Die positive Entwicklung zeigt sich nicht allein in den Nächtigungszahlen. Auch einzelne Formate und Angebote konnten im vergangenen Winter besondere Akzente setzen. Das legendäre Skirennen „Der Weiße Ring – Das Rennen“ verzeichnete mit 1.400 Teilnehmerinnen und Teilnehmern einen neuen Rekord und bestätigte seine Bedeutung als sportliches Aushängeschild der Region.
Kulinarische Höhepunkte und ausgezeichnete Betriebe
Auch kulinarisch konnte Lech Zürs seine Position weiter schärfen. Neben dem Rote Wand Chef’s Table und der Griggeler Stuba, die bereits mit jeweils zwei Michelin-Sternen ausgezeichnet sind, kamen in der Wintersaison 2025/26 weitere Anerkennungen hinzu: La Fenice im Hotel Arlberg erhielt einen Michelin-Stern, die Rote Wand Stuben wurden mit einem Grünen Stern ausgezeichnet. Zudem wurden der Almhof Schneider und Severin’s – The Alpine Retreat jeweils mit zwei Michelin-Keys prämiert. Mit jeweils einem Michelin-Key wurden außerdem das Burg Vital Resort, das Hotel Post und Walch’s Rote Wand Gourmet Hotel geehrt.
„Diese Auszeichnungen sind ein starkes Zeichen für die Dichte und Qualität der Kulinarik in Lech“, betont Brunner. „In unserem Ort treffen ausgezeichnete Produkte, handwerkliches Können und eine sehr persönliche Gastgeberkultur aufeinander. Das führt dazu, dass Kulinarik bei uns ein zentraler Bestandteil des Urlaubserlebnisses ist.“
Neue touristische Impulse entstehen zudem durch Betriebe und Projekte wie Kristberg und Sandhof und das Haus W. Sie stehen exemplarisch für die laufende Weiterentwicklung des Lecher Unterkunftsangebots. Bestehende Strukturen werden erneuert, hochwertige Aufenthaltsqualität geschaffen und zeitgemäße alpine Gastlichkeit sichtbar gemacht. Damit investiert der Ort nicht nur in zusätzliche Kapazitäten, sondern vor allem in Qualität, Vielfalt und die langfristige Wettbewerbsfähigkeit der Destination.

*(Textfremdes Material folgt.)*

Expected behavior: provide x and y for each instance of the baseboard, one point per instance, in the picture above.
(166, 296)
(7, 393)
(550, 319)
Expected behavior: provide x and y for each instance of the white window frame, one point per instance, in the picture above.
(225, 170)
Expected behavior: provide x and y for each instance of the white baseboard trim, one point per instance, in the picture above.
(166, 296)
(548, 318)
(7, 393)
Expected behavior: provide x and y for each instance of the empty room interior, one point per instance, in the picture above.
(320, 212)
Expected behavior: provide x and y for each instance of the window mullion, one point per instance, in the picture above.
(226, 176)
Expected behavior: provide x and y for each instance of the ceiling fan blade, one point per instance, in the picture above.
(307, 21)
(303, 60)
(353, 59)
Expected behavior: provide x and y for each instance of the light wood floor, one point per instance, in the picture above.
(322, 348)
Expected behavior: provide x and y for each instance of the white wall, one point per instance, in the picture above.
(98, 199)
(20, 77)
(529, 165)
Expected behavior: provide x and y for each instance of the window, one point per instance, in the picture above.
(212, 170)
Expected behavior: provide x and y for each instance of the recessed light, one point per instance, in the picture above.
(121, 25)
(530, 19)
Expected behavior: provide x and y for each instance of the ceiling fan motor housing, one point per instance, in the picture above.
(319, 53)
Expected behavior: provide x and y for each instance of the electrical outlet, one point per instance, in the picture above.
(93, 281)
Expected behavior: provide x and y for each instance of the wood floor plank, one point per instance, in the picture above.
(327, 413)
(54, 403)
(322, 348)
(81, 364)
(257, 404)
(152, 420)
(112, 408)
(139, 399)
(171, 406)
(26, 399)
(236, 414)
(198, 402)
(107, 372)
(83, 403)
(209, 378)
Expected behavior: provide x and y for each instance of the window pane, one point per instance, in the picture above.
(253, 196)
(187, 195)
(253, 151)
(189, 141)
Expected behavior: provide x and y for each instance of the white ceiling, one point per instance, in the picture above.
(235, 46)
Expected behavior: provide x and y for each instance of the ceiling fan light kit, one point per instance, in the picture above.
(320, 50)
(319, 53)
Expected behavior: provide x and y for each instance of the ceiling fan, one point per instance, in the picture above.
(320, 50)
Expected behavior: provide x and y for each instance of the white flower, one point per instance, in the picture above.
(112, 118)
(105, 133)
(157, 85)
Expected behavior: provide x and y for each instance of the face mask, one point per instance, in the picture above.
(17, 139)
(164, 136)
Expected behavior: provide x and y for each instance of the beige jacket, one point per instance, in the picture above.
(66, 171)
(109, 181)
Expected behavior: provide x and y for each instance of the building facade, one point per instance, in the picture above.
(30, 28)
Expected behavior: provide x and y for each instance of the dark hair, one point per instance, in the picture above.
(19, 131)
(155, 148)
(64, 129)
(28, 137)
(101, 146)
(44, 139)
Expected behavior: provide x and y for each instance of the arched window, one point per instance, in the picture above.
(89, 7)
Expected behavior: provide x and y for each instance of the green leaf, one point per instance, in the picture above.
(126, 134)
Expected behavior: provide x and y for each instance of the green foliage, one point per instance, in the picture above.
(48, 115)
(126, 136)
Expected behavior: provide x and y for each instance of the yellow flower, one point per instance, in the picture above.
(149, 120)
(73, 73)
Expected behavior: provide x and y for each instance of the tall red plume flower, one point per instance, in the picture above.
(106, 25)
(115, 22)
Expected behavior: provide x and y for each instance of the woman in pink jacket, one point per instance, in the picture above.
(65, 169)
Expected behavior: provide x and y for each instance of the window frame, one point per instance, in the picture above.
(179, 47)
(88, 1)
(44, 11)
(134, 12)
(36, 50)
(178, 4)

Tourismus und Kultur: Die Lechwelten als Veranstaltungszentrum
Eine zunehmend wichtige Rolle in der touristischen und kulturellen Entwicklung des Ortes nehmen die Lechwelten ein. Das Veranstaltungszentrum hat sich im vergangenen Winter als gut frequentierter Ort für Kultur, Musik, Begegnung und internationale Fachveranstaltungen etabliert. Dazu zählen unter anderem der International Ski Travel Market, eine internationale Branchenplattform für Ski- und Bergtourismus, sowie das Tourismusforum der Alpen, das im April 2026 in den Lechwelten stattfand. Beide Formate stärkten die Sichtbarkeit von Lech Zürs und Vorarlberg im internationalen Bergtourismus. Zugleich entwickeln sich die Lechwelten als lebendiger Ort im Zentrum weiter. Gastronomische Angebote wie das G‘spusi, Kultur- und Kreativformate wie curious – creative space Lech sowie ausgewählte Einzelhandelsangebote wie Sagmeister schaffen zusätzliche Frequenz und tragen zur Aufenthaltsqualität im Ortskern bei. „Die Lechwelten zeigen, wie touristische Infrastruktur heute wirken kann: als Veranstaltungsort, als Treffpunkt, als Impulsgeber und als Teil eines lebendigen Dorfzentrums“, fasst Brunner zusammen, der mit der Geschäftsführung der Lechwelten betraut ist.
Internationalisierung: Partnerschaften im Tourismus
Auch international bleibt Lech Zürs stark vernetzt. Die seit 25 Jahren bestehende Partnerschaft mit Beaver Creek in den USA steht für den Austausch mit führenden Bergtourismusregionen. Zuletzt besuchte im März 2026 eine japanische Studiengruppe Lech Zürs als Modellregion für zukunftsorientierten Bergtourismus. Für Brunner ist dieser Austausch ein wesentlicher Bestandteil der strategischen Weiterentwicklung: „Lech Zürs denkt seine Zukunft nicht isoliert. Der internationale Dialog hilft uns, Entwicklungen im Bergtourismus früh zu erkennen und zugleich den eigenen Weg sehr bewusst zu gehen.“
Gestärkt in den Sommer
Der Blick richtet sich nun auf den Sommer. Wandern, Naturerlebnis, Kultur, Kulinarik und alpine Erholung bilden die zentralen Säulen der kommenden Saison, die am 18. Juni 2026 beginnt. Zusätzlich wird das Thema Trailrunning als neues touristisches Angebot in der Kommunikation und Angebotsentwicklung stärker sichtbar gemacht.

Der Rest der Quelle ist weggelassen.